Of course, in Accra I notice that, as in many parts of the world, women are particularly afraid of damaging their hairstyles. Black hair, especially, has a notoriously acrimonious relationship with swimming; relaxers, weaves, and perms must never get wet, and while afros theoretically can, they shrink dramatically and need at least an hour of post-swim maintenance. None of the men would appear to have this problem, though they are clearly not the strongest swimmers. The few men that brave the pool paddle around the shallow end for a few furtive moments, mostly trying to get the best angle for their partner’s photograph before retiring to the loungers. Too many women in the world abandon exercise once they get to an age where exercise and aesthetics are at odds with each other, I think; perhaps men too, but for women the list of excuses is longer and more familiar. If the goal is to take a great picture of yourself with your hair just so and your sunglasses perfectly set —and where isn’t this the goal?—then you must stay as far from the water as possible.

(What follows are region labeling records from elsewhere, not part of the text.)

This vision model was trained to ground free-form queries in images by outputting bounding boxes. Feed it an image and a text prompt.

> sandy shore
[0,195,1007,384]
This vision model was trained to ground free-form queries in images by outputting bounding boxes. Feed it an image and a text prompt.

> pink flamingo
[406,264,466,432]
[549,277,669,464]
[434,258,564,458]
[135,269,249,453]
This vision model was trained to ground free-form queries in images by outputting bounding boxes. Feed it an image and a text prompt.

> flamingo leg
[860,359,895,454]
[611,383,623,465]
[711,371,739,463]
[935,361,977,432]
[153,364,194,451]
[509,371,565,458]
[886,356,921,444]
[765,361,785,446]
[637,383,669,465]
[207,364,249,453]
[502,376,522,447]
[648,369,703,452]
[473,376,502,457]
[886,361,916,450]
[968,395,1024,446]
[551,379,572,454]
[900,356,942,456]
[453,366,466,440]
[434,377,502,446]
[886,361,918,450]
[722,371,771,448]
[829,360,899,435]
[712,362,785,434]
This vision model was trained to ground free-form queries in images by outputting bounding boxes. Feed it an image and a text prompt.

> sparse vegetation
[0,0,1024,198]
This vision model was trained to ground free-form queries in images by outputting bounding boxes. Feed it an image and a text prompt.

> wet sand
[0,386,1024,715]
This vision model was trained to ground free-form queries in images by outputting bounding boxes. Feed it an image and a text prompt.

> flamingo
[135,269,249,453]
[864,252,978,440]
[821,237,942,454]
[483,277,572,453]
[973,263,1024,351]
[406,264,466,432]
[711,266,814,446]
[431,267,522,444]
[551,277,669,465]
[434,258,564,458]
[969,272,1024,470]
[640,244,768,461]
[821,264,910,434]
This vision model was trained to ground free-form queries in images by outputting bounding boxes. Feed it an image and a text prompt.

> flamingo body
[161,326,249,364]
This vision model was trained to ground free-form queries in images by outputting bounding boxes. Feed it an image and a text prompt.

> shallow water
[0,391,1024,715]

Maybe gathering next to the swimming pool instead of inside it is the sort of thing you should expect at a beach hotel that has no beach. Maybe the fence that keeps the beach in the background, that keeps the sublime majestic vastness of the ocean at bay, at arm’s length, maybe all of that serves to remind you to stay out of the water altogether. Maybe the swimming pool is an unspoken détente between the unpredictability of water and the human need for place-making, for asserting our personhood simply by commandeering the room.
Ghana hasn’t turned every building into a mini-fortress, as Kenya has, so it’s easy enough to get access to the pool from the street. But the staff make sure that no one enters the tableau unless they’re paying customers at the hotel restaurant. There is a fee to swim—I don’t know how much—so uniformed staff members approach anyone who hasn’t paid and isn’t eating. If one of the couples or families that haven’t paid to swim tries to ease into a lounge chair, after taking their selfie, they are quietly asked to move along.
This swimming pool exists at an interesting crossroads between the private and the public. It literally lies between the public street and the public beach, a kind of frontier territory that has been claimed for the hotel but must remain at least accessible in order to sustain itself. The food, drinks, and the swimming pool fees keep the hotel running, after all. It invites the public to participate but sets the very strict terms in which the participation can happen, enforcing penalties severely. It also blurs the line between the human as a commodity and as a person. Every perfect selfie tagged on social media is a free advertisement for the hotel—a free billboard for a place that won’t even let you sit while you watch the water pulsate against the blue and white tiles.
No, the poolside is not a public space; people can access it, but just for pictures, for proof that they were once at the swimming pool at the beach hotel that has no beach.